Thulisile, or Thuli, Madonsela battled for years in her capacity as South Africa's public protector, or ombudswoman, against corruption and in defense of the country's constitution. Her tireless campaigning for the maintenance of the rule of law in South Africa earned her considerable international acclaim. She received Germany's Africa Prize in November. Her term in office expires on Saturday.
"She was brilliant at her job," anti-corruption activist Paul Holden told DW. Holden works for Corruption Watch which was founded in 2009, the year in which Madonsela took office as public protector. "She always fought to remain independent of government, was unflinching when pursuing her investigations especially when the mighty and the powerful were involved. That's why she is one of the most popular figures in South Africa today," Holden said.
Holden recalls the moment when Madonsela really showed her mettle. She was investigating the renovation of President Zuma's private Nkandla residence. Zuma had ordered some very expensive construction work at the expense of the South African taxpayer. "He said they were security upgrades and were justified. Thuli Madonsela investigated the matter, came to a different conclusion and then called on the president to pay back a share of the money, which he was forced to do," Holden said. Madonsela also had the courage to launch inquiries into the circle of Zuma's associates, such as the wealthy Gupta family.
It is doubtful whether Busisiwe Mkhwebane, who is to succeed Madonslea, will be as resolute as her predecessor in fighting for greater transparency in South Africa. "It is a little bit disturbing that the new public protector has indicated there may not be a need for that probe [into Zuma's circle] to continue," Holden said.
Independent or acolyte?
Mkhwebane's last job was at the interior ministry where she worked for its information service. Describing her as "discrete bearer of state secrets," Holden said that "we will see whether she is genuinely independent as Madonsela or whether she is another one of Jacob Zuma's acolytes."
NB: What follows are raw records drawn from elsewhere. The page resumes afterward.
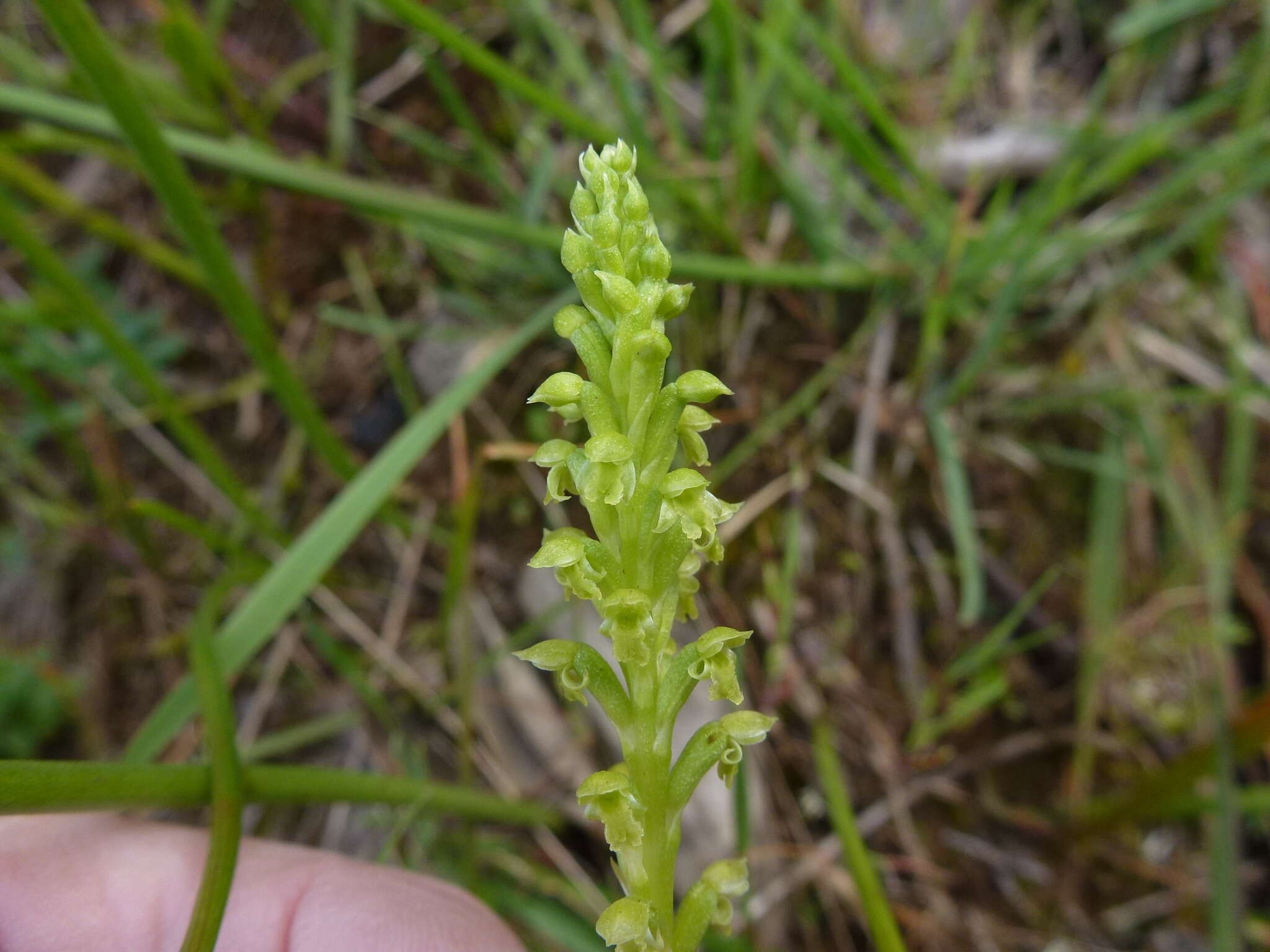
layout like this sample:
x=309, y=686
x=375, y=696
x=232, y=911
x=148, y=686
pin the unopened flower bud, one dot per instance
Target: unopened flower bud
x=700, y=386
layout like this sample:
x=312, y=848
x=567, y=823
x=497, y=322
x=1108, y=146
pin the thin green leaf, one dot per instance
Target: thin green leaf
x=291, y=578
x=92, y=50
x=855, y=853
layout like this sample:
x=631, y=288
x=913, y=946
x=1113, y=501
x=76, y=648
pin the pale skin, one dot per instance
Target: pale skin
x=103, y=883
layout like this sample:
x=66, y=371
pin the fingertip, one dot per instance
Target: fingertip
x=109, y=884
x=349, y=904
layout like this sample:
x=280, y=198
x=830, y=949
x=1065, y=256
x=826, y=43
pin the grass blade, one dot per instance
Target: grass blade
x=251, y=626
x=855, y=853
x=1103, y=593
x=395, y=202
x=424, y=18
x=226, y=776
x=966, y=536
x=88, y=45
x=75, y=786
x=45, y=262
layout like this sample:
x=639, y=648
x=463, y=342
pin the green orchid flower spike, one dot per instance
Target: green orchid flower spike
x=653, y=526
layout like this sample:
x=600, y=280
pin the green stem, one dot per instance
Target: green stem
x=73, y=786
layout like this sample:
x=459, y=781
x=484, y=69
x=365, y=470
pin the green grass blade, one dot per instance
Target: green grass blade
x=75, y=786
x=855, y=852
x=84, y=307
x=1103, y=593
x=803, y=400
x=424, y=18
x=45, y=191
x=226, y=776
x=339, y=110
x=1145, y=19
x=966, y=535
x=88, y=45
x=404, y=203
x=251, y=626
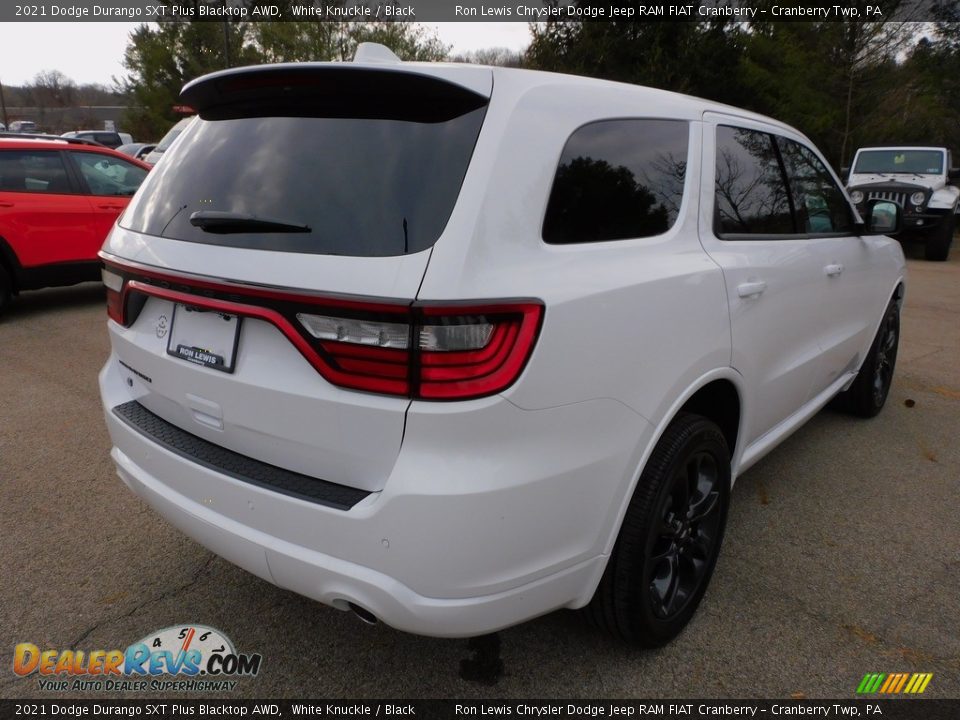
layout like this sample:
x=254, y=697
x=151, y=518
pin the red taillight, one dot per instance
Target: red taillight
x=436, y=353
x=113, y=283
x=463, y=371
x=429, y=351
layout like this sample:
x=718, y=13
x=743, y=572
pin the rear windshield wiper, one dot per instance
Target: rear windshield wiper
x=217, y=221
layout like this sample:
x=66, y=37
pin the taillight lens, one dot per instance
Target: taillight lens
x=477, y=351
x=114, y=287
x=457, y=352
x=430, y=351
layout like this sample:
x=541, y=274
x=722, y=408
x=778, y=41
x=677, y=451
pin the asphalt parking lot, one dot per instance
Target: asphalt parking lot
x=842, y=553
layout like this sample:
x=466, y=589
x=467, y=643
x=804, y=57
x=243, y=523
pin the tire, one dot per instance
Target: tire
x=671, y=535
x=938, y=244
x=6, y=290
x=869, y=391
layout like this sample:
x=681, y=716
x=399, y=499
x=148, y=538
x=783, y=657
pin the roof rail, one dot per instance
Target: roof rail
x=44, y=136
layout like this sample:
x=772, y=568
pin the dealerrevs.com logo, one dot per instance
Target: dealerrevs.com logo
x=178, y=658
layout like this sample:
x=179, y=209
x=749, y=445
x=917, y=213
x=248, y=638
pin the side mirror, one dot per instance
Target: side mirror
x=882, y=218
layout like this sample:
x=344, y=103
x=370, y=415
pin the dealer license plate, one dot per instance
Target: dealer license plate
x=204, y=337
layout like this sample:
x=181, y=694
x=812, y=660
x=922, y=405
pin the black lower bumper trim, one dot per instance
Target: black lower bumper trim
x=235, y=465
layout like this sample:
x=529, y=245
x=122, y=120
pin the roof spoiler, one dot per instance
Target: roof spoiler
x=375, y=53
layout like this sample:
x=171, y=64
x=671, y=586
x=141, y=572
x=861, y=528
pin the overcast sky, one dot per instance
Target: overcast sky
x=89, y=52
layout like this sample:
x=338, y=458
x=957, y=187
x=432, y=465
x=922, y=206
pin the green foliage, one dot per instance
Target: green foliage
x=845, y=84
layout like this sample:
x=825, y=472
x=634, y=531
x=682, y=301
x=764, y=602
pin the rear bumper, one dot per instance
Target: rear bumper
x=491, y=516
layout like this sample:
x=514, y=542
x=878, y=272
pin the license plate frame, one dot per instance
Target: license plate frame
x=196, y=336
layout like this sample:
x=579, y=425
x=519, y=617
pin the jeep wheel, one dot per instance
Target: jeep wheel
x=670, y=538
x=938, y=244
x=868, y=393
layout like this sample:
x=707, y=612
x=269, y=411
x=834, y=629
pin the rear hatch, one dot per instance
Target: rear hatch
x=262, y=278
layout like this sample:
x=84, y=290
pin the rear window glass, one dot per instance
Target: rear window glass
x=618, y=179
x=362, y=186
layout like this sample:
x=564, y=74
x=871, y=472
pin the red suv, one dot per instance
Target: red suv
x=58, y=200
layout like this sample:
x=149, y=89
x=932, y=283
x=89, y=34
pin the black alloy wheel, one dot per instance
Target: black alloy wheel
x=670, y=538
x=868, y=394
x=684, y=543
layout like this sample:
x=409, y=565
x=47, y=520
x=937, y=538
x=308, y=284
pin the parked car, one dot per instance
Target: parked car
x=453, y=347
x=58, y=200
x=166, y=141
x=921, y=181
x=137, y=150
x=108, y=138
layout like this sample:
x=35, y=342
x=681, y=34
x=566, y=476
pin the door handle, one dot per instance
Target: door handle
x=833, y=269
x=751, y=289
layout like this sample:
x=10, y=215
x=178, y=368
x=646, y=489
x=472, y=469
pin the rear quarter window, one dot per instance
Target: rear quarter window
x=618, y=179
x=364, y=186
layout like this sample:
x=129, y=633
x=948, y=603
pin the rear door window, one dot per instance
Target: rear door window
x=751, y=196
x=820, y=205
x=358, y=186
x=618, y=179
x=36, y=171
x=106, y=175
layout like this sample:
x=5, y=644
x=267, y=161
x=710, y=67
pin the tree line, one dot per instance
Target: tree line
x=846, y=84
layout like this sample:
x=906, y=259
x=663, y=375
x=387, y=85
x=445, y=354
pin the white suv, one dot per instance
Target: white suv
x=454, y=346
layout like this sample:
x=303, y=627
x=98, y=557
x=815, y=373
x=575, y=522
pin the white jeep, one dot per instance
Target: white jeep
x=920, y=180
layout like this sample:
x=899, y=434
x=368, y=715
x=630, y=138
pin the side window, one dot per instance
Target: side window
x=618, y=179
x=750, y=193
x=820, y=204
x=33, y=171
x=107, y=175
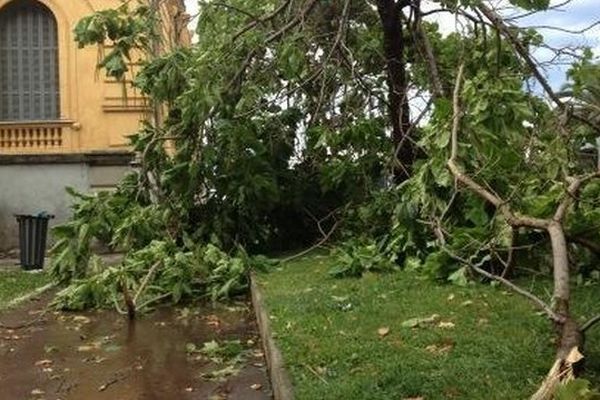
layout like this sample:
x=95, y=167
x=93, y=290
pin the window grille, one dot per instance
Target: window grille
x=29, y=83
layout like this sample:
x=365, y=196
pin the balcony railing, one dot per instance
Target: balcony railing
x=36, y=137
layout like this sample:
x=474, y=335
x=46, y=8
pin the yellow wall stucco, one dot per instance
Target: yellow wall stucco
x=95, y=115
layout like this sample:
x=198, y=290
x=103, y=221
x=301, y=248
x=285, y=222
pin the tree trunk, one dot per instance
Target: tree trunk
x=570, y=335
x=390, y=12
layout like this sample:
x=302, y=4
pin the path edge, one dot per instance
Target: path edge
x=280, y=380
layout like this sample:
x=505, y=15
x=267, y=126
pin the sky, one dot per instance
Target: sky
x=575, y=15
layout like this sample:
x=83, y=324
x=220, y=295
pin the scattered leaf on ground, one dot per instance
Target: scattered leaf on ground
x=383, y=331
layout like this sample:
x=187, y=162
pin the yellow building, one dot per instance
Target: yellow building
x=62, y=122
x=52, y=98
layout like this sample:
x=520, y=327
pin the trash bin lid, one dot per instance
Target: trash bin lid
x=43, y=215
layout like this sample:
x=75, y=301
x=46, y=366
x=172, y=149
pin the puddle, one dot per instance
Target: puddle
x=100, y=356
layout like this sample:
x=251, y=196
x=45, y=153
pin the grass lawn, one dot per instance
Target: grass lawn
x=14, y=284
x=350, y=339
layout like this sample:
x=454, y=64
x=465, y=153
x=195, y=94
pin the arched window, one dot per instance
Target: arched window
x=29, y=86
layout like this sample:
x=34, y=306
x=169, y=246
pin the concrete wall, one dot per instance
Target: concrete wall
x=29, y=185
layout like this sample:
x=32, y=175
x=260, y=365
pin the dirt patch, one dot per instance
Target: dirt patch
x=100, y=355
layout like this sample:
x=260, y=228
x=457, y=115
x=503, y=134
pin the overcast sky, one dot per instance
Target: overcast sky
x=573, y=16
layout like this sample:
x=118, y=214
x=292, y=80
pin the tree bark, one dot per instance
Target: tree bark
x=390, y=13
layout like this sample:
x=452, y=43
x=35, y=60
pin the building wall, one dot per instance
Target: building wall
x=87, y=147
x=96, y=112
x=33, y=184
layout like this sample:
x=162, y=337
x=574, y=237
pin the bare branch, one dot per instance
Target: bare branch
x=591, y=322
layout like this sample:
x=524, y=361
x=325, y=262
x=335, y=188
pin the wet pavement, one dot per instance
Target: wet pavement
x=101, y=356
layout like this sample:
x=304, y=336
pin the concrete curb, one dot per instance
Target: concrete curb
x=280, y=381
x=15, y=302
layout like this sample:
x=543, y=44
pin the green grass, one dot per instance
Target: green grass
x=327, y=329
x=18, y=283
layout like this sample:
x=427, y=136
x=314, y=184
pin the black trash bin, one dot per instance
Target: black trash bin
x=33, y=230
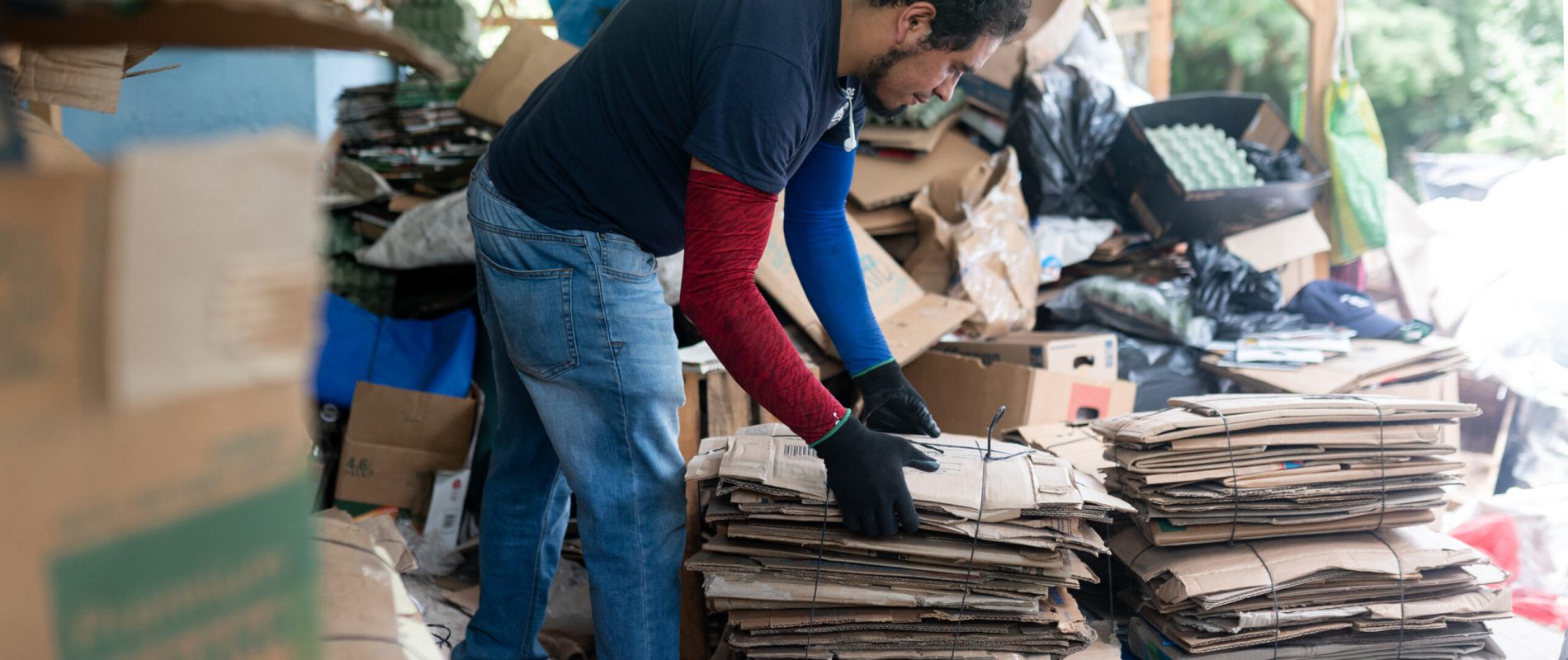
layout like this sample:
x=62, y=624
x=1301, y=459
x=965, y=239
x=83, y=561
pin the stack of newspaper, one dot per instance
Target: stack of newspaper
x=1235, y=468
x=1372, y=595
x=972, y=583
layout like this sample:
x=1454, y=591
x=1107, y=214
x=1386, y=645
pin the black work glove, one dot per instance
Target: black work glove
x=866, y=475
x=893, y=405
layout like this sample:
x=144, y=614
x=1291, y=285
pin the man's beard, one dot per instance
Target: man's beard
x=874, y=78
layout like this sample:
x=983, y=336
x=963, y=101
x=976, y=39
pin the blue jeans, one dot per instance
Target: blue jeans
x=588, y=383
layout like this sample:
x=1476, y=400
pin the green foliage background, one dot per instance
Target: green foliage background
x=1444, y=76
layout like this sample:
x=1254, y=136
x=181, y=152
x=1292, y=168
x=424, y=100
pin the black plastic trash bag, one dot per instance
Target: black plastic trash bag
x=1062, y=125
x=1238, y=297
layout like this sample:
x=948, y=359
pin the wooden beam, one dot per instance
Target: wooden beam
x=728, y=405
x=1129, y=21
x=693, y=610
x=1160, y=47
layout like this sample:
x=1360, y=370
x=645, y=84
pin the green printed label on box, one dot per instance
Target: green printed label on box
x=231, y=582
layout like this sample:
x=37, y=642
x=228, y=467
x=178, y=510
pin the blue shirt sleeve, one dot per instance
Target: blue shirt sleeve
x=825, y=259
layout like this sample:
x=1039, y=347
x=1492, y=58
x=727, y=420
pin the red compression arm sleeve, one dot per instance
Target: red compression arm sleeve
x=726, y=233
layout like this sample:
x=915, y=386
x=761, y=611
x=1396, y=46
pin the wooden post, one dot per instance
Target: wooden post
x=728, y=405
x=693, y=615
x=1160, y=47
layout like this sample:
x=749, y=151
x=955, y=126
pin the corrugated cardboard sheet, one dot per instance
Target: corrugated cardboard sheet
x=80, y=78
x=909, y=317
x=519, y=66
x=1264, y=466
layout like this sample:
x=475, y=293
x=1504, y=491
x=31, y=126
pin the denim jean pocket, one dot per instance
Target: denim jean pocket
x=625, y=259
x=535, y=317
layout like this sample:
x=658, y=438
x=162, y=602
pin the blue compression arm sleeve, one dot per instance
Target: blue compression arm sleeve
x=827, y=264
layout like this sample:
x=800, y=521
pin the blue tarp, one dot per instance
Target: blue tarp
x=579, y=19
x=430, y=356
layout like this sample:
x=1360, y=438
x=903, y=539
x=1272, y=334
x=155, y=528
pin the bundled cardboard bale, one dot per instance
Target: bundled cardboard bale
x=1366, y=365
x=366, y=612
x=1391, y=593
x=999, y=576
x=1233, y=468
x=1289, y=526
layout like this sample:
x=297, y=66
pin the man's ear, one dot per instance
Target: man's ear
x=914, y=24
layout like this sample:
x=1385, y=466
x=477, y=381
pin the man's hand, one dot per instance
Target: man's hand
x=866, y=475
x=893, y=405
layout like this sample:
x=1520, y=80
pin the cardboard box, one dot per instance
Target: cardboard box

President Jacob Zuma was forced to repay some of the public money spent on upgrades to his Nkandla private residence
The public protector is nominated by the president. 46-year-old Mkhwebane beat 13 other candidates to the job in a long and involved public selection procedure. She was able to secure the backing of the larger political parties in parliament, first and foremost the ruling African National Congress. Brimming with self-confidence, she told parliamentarians that she was "a person of prestige and influence, a believer in Christ, who operates with objectivity, competency and efficiency."
Thuli Madonsela had hoped for a successor who was a crusader for human rights and a fair society. "In this job, you really have to devote all your energy to fighting what is wrong in society," she said in a recent interview.
The post of public prosecutor is important in South Africa. "If you ask the average South African to name the country's biggest concerns then many will list corruption as the chief malaise," said Holden. The pressure on the government - including that from civil society - is therefore much greater in South Africa than in other African countries.
"There are many African countries that have institutions similar to that of the public protector. But the question is not whether they exist in a particular country or not, but whether they are able to act independently," Holden said. It is this freedom of action and independence that Busisiwe Mkhwebane will have to defend.
South Africans are waiting to see if newly appointed Public Prosecutor Busisiwe Mkhwebane is as resolute as her predecessor
The appointment of a new public protector is being overshadowed by the scandal surrounding Finance Minister Pravin Gordhan. He has been ordered by prosecutors to appear in court on November 2 when he will face fraud charges. The allegations relate to Gordhan's role as head of the South African Revenue Service (SARS) between 1999 and 2009. Would this be a case for the new public protector? Holden believes not. The public protector does not get involved in cases which are being investigated elsewhere.
Holden suspects the Gordhan case is not being driven by a desire to root out corruption. It is rather an attempt by the president to discredit and rid himself of a politician he finds disagreeable. Holden told DW that Zuma is backing legal action against Gordhan so he can part company with him. Zuma has, however, denied this on numerous occasions.
Should Gordhan resign now that he is under investigation? "It's a difficult question," said Holden. "On the one hand it is very difficult to have a person holding a government post who's facing a criminal charge, although that is exactly what Jacob Zuma has been doing for the last couple of years. On the other hand, there is always the dictum that you are innocent until proven guilty."